If you remember how many readers there are and how popular Harry Potter books are/were, it doesn’t seem like many, does it? Just over a million people reading the first lot of books when we already established that there are around 200 million English speaking readers! 199 million went without reading Harry Potter!
Did they expect to sell only that many copies - so that’s less than 1% of the reading population in (for example) the US wanted to read Harry Potter? Nope, not so. There were many more print runs after that, and again after that.
According to Nielsen Bookscan (UK) they’re up to around 3 million copies sold in the UK for each of the Harry Potter books. Sorry no such stats available to me for the US, which is annoying, although we can estimate:
3 million copies sold in UK, 30 million readers. That’s 10% of the population of readers that bought/read harry potter. 1 in 10 people. Wow, that’s actually a lot! Although, that’s still 9 people out of 10 that didn’t think the third Harry Potter book was worth a read.
And if we estimate that it’s the same in the US (10%): 15 million Harry Potter books (the third in the series) sold.
That means 135 million said, nah, I’m not reading that.

Your thoughts?
I thought everyone had read Harry Potter (actually, I haven't, but I probably will some day).

Why did I bring this tidbit of information up? Well, if you’re an author and nine out of ten people don’t want to read your book, maybe you shouldn’t feel too down? It may be that you just haven’t found the millions of people that do want to read your book?
Hell, if it was 1 in 100 that wanted to read your book, then that’s still well over 1 million copies sold in the US alone.
And what about if there were 999 people that didn’t want to read your book but the 1,000th did (1 in 1,000), that’s crap loads over 100,000 books sold in the US. Still great sales for anyone!

More thoughts:
So, if you’re a reader and you find it hard to find a person that likes your favourite author, keep asking around, maybe by the 100th or 1,000th person you’ll find someone that does.

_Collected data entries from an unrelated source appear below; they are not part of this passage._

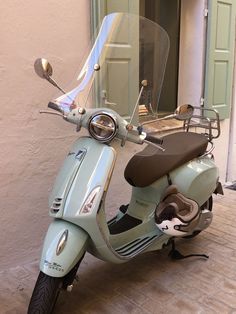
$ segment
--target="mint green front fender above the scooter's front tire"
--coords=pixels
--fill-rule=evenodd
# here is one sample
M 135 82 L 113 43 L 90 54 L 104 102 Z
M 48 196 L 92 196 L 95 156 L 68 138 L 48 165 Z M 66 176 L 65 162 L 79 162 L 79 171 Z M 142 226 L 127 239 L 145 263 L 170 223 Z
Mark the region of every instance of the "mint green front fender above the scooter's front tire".
M 80 227 L 54 220 L 44 240 L 40 270 L 52 277 L 64 277 L 83 256 L 88 239 L 87 232 Z M 59 243 L 61 249 L 58 250 Z

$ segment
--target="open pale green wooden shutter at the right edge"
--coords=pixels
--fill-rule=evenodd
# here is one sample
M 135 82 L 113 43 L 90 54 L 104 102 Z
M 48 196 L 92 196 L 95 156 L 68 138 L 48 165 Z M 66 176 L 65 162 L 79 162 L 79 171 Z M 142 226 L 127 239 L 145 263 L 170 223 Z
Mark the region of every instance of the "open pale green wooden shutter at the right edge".
M 208 0 L 206 108 L 228 118 L 232 103 L 235 45 L 235 0 Z

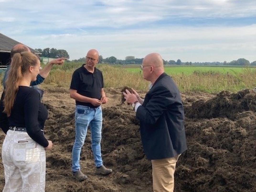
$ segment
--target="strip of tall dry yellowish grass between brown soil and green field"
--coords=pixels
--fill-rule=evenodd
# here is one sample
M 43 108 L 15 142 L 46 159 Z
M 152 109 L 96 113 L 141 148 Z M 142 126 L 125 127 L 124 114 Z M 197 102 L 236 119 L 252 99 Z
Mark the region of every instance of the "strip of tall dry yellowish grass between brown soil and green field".
M 41 86 L 66 87 L 68 89 L 74 70 L 81 65 L 82 63 L 75 63 L 75 65 L 72 65 L 72 63 L 65 63 L 63 66 L 55 66 Z M 143 79 L 142 72 L 128 72 L 120 66 L 103 64 L 98 64 L 97 68 L 103 73 L 104 87 L 121 88 L 127 86 L 136 90 L 148 89 L 148 84 L 150 82 Z M 3 73 L 1 76 L 3 77 Z M 172 76 L 172 74 L 170 74 L 170 76 Z M 181 92 L 203 91 L 208 93 L 218 93 L 223 90 L 237 92 L 241 89 L 252 89 L 256 87 L 256 69 L 245 68 L 242 73 L 234 74 L 196 71 L 190 75 L 174 75 L 173 79 Z

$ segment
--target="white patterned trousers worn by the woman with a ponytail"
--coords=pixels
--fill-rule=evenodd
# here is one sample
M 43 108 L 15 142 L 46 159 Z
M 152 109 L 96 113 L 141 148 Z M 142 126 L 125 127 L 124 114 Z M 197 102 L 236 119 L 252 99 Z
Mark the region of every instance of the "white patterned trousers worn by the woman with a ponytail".
M 2 147 L 3 192 L 45 191 L 45 148 L 27 132 L 9 130 Z

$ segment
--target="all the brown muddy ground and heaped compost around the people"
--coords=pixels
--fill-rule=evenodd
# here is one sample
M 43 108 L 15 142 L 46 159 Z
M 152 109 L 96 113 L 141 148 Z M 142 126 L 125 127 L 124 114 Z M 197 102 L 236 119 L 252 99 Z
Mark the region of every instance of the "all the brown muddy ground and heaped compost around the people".
M 88 179 L 77 182 L 70 168 L 74 100 L 67 89 L 45 88 L 45 131 L 54 143 L 47 151 L 46 191 L 152 191 L 151 162 L 143 153 L 139 122 L 131 106 L 120 105 L 120 90 L 106 89 L 109 102 L 103 105 L 102 156 L 113 173 L 95 174 L 88 130 L 81 153 Z M 188 150 L 177 162 L 175 191 L 256 191 L 256 92 L 185 92 L 182 100 Z M 1 132 L 0 143 L 3 139 Z M 3 186 L 0 163 L 0 190 Z

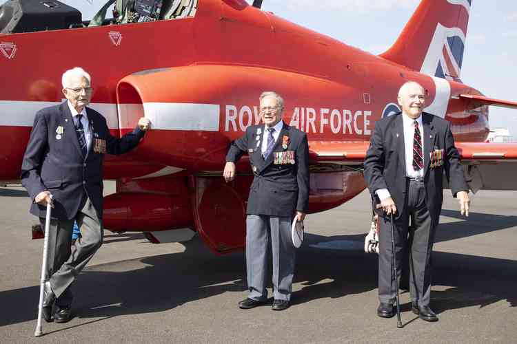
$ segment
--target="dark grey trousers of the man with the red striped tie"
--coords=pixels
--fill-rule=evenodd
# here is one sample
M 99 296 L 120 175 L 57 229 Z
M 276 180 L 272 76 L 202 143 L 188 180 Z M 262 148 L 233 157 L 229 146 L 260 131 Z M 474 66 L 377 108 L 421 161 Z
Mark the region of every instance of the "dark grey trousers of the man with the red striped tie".
M 409 294 L 418 305 L 429 305 L 431 296 L 431 253 L 436 226 L 425 203 L 423 182 L 407 182 L 407 204 L 394 220 L 395 259 L 400 281 L 404 249 L 409 248 Z M 409 219 L 411 229 L 409 230 Z M 395 278 L 392 265 L 392 231 L 388 216 L 381 218 L 379 233 L 378 298 L 383 303 L 395 302 Z

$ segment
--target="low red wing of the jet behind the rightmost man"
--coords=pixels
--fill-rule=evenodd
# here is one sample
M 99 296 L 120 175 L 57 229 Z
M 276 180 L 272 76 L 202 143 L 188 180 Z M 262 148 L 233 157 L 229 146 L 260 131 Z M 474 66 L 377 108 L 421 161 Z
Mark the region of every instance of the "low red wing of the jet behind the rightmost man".
M 361 169 L 369 142 L 310 141 L 309 155 L 316 166 L 345 165 Z M 456 142 L 472 192 L 517 190 L 517 143 Z M 444 183 L 447 186 L 447 181 Z

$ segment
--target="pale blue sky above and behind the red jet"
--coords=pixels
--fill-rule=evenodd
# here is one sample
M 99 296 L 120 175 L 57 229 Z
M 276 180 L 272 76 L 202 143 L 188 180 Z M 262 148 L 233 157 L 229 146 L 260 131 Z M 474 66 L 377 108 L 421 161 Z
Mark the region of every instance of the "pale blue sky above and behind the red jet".
M 107 0 L 61 0 L 90 19 Z M 5 2 L 0 0 L 0 3 Z M 252 2 L 249 0 L 248 2 Z M 263 10 L 379 54 L 396 40 L 419 0 L 263 0 Z M 517 3 L 472 0 L 461 78 L 491 98 L 517 101 Z M 517 136 L 517 110 L 490 107 L 492 128 Z

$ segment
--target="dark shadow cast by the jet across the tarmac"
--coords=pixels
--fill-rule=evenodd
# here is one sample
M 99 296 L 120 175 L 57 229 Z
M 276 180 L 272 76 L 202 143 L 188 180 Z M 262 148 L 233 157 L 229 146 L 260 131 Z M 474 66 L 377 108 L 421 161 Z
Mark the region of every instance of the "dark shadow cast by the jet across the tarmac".
M 294 283 L 301 283 L 302 289 L 293 293 L 292 304 L 376 289 L 376 255 L 366 255 L 358 249 L 325 250 L 309 246 L 363 238 L 364 235 L 323 237 L 307 233 L 304 246 L 298 251 L 294 276 Z M 108 319 L 123 314 L 161 312 L 223 292 L 246 290 L 243 252 L 216 257 L 199 237 L 185 243 L 185 248 L 181 253 L 87 268 L 72 289 L 76 297 L 74 313 L 83 319 Z M 517 261 L 448 252 L 434 252 L 433 259 L 434 284 L 451 286 L 445 291 L 432 292 L 432 307 L 438 314 L 470 306 L 482 308 L 498 301 L 506 301 L 509 307 L 517 305 Z M 0 292 L 0 304 L 10 310 L 1 313 L 0 326 L 36 319 L 38 296 L 39 286 Z M 409 309 L 409 305 L 403 307 Z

If you’re an author, then don’t be disgruntled when you get a rejection from a publisher or when the 5 friends you showed it to didn’t like the story, there’s still a chance that there are thousands or millions that will.

Last thoughts:
I’m very aware that statistics can be manipulated or abbreviated or spliced and will then give false data, so please don’t take any of this information as ‘gospel’. This is a blog, and blogs are for people that like to unload what’s in their brain and put it to paper... okay, the internet.
Enjoy, discuss, or call it nonsense. But you did read it, so you must have thought about it too?